Estoy escribiendo sobre el acompañador. Su historia es la de un hombre solitario, tal vez, como todas mis historias. Seres solos que buscan un lugar. Que creen en el amor que dan lo que tienen y que miran, miran mucho y a todas partes.
El acompañador entrega su tiempo, lo que sabe, lo que aprendió al mirar desde las ventanas que coloca. Primero, fue acompañador; pero cuando yo lo conocí ya trabajaba colocando ventanas.
Le cuesta hablar a falta de costumbre, pero tiene una inmensa paz que transmite cuando habla cuando calla cuando, extrañamente, sonríe.

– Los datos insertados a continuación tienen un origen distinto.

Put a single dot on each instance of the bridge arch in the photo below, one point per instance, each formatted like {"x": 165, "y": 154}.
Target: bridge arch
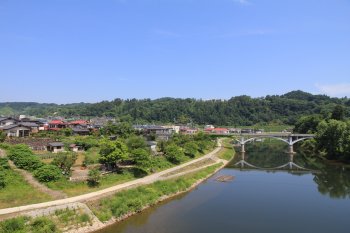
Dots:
{"x": 265, "y": 136}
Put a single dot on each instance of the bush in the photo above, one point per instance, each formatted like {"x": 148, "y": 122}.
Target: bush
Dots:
{"x": 174, "y": 154}
{"x": 4, "y": 164}
{"x": 2, "y": 179}
{"x": 65, "y": 161}
{"x": 13, "y": 225}
{"x": 48, "y": 173}
{"x": 94, "y": 177}
{"x": 24, "y": 158}
{"x": 43, "y": 225}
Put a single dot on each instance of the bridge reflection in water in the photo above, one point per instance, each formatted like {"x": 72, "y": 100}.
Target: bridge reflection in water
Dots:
{"x": 289, "y": 165}
{"x": 287, "y": 158}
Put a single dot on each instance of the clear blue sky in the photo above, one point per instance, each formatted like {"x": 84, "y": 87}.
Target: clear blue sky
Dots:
{"x": 91, "y": 50}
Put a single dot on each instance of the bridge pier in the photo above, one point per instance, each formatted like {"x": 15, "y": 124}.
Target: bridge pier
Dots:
{"x": 242, "y": 148}
{"x": 290, "y": 149}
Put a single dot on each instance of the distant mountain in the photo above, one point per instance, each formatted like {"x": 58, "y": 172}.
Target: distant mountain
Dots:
{"x": 240, "y": 110}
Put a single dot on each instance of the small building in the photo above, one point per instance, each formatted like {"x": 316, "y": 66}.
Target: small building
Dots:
{"x": 55, "y": 147}
{"x": 56, "y": 125}
{"x": 220, "y": 131}
{"x": 4, "y": 121}
{"x": 80, "y": 131}
{"x": 16, "y": 130}
{"x": 76, "y": 148}
{"x": 34, "y": 127}
{"x": 153, "y": 146}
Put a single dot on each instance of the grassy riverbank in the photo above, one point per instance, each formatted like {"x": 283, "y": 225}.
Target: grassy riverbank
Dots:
{"x": 227, "y": 153}
{"x": 131, "y": 201}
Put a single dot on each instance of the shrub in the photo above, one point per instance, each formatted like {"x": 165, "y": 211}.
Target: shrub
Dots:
{"x": 94, "y": 177}
{"x": 13, "y": 225}
{"x": 48, "y": 173}
{"x": 43, "y": 225}
{"x": 2, "y": 179}
{"x": 174, "y": 154}
{"x": 24, "y": 158}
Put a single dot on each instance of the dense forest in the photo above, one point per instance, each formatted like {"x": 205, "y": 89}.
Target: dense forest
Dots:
{"x": 240, "y": 110}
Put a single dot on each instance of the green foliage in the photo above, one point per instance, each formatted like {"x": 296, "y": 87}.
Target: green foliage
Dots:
{"x": 2, "y": 136}
{"x": 141, "y": 157}
{"x": 191, "y": 149}
{"x": 174, "y": 154}
{"x": 338, "y": 113}
{"x": 240, "y": 110}
{"x": 14, "y": 225}
{"x": 86, "y": 142}
{"x": 136, "y": 142}
{"x": 333, "y": 137}
{"x": 133, "y": 200}
{"x": 2, "y": 179}
{"x": 43, "y": 225}
{"x": 122, "y": 129}
{"x": 24, "y": 158}
{"x": 113, "y": 152}
{"x": 94, "y": 178}
{"x": 307, "y": 124}
{"x": 48, "y": 173}
{"x": 65, "y": 161}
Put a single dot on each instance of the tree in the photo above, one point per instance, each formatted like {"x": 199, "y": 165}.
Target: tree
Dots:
{"x": 48, "y": 173}
{"x": 307, "y": 124}
{"x": 94, "y": 177}
{"x": 136, "y": 142}
{"x": 113, "y": 152}
{"x": 65, "y": 161}
{"x": 330, "y": 138}
{"x": 2, "y": 179}
{"x": 174, "y": 154}
{"x": 191, "y": 149}
{"x": 141, "y": 158}
{"x": 2, "y": 136}
{"x": 338, "y": 113}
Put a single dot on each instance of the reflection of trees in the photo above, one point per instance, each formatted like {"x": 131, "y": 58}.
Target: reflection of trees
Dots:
{"x": 333, "y": 180}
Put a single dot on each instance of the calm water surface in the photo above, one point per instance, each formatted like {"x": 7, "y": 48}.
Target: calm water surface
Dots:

El tono lo voy consiguiendo con un narrador presente, con algunas repeticiones.
Lo contado, el contado.
Prima la libertad en la manera de contar. Lo imaginado se confunde con lo real. Lo contado a modo de fábula, existe. Sí, sí, lo he visto, existe y además vino a visitarme.
El acompañador coloca ventanas, sé que es él, porque no puede ser de otra manera, porque es totalmente así. Yo no lo conocía, pero está claro que es él. ¿Cómo se llama? ¡Ah! No se me ocurrió preguntarle, cuando uno conoce desde hace tanto a alguien no le pregunta el nombre, es como si lo supiera o, al menos como si no necesitara ya saberlo.
Es una historia sobre la soledad y la esperanza. El que camina y el que mira desde la ventana. Y ese ser anodino que coloca puentes humildes: pasos, ventanas… palabras.
Primero explico el encuentro con el acompañador. Luego, cuento la vida y entonces regreso al encuentro. Así el lector lo reconoce también, porque hemos llegado imaginar que era así o que podía ser así. Por eso los dos lo encontramos y lo reconocemos; yo primero, pero el lector asiente y dice “vaya, sí que es él”.

Tengo un montón de libretas sobre él, pasarlas al ordenador y seguir emburruñando otras tantas.